Two batters later, with two outs now on the board and the bases still loaded, Montas induced a low liner toward Olson. But the ball kicked off Olson’s glove and sharply rolled away ... directly toward second baseman Vimael Machin, who convenietly scooped it up and fed it back to Olson for the out. If the ball goes in any other direction then one or two runs score in the confusion, but instead Montas got away with the game still in hand.

By all rights, this should have been as much as a 5-0 game by the end of that 2nd inning. It’s just too bad the gifts from the universe weren’t enough to lead to a win.


Through all the ups and downs of this game, those four letters were the defining aspect for the A’s and were the reason they lost. They had runners in scoring position in each of the 4th, 5th, 7th, and 8th, plus other innings with a runner on first, but they couldn’t capitalize a single time. The only run came with the bases empty, on Chapman’s solo homer.

It was a full team effort, with several players getting opportunities but unable to be the hero. The closest thing to a bright spot was Robbie Grossman, who collected two hits and is now 6-for-15 (.400), but even he struck out on a half-swing in the 8th to strand the bases loaded.

Vimael Machin got his first start at 2B, and his second start overall, but went 0-for-4 and is still still searching for his first MLB hit in seven tries. Seth Brown also got his first at-bat of the year, pinch-hitting to pop out and end the game.

The A’s lineup is great and they’ll wake up eventually. This too shall pass. But will it pass in time to avoid a long losing streak in the coming days?

Rocky start, but smooth sailing ahead?

After a promising opening series against the Angels over the weekend, this was a sobering return to earth against Colorado. The pitching got knocked around a bit, the defense didn’t live up to its normal standards, and most importantly the bats were completely silent. They’ll need to fix at least one or two of those things quickly to avoid an extended slump to open the season, as this year’s 60-game sprint is not the time to dig an early hole.
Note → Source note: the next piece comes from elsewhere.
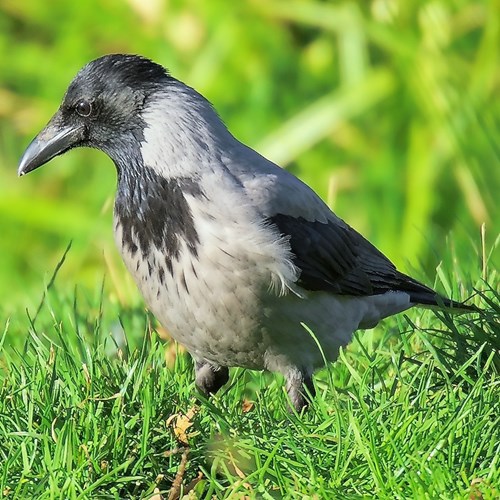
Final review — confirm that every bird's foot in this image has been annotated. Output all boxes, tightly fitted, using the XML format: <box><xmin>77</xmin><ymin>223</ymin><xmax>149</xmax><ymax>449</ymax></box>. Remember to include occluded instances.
<box><xmin>195</xmin><ymin>360</ymin><xmax>229</xmax><ymax>396</ymax></box>
<box><xmin>286</xmin><ymin>368</ymin><xmax>316</xmax><ymax>413</ymax></box>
A trip to Seattle could help, where the Mariners are rebuilding rather than competing. Oakland gets Thursday off to travel up north, and there they’ll play four road games against the Mariners, who might be the weakest opponent on their 2020 schedule — check out our full season preview on them for more details. Friday’s opening matchup will pit Sean Manaea against right-hander Taijuan Walker.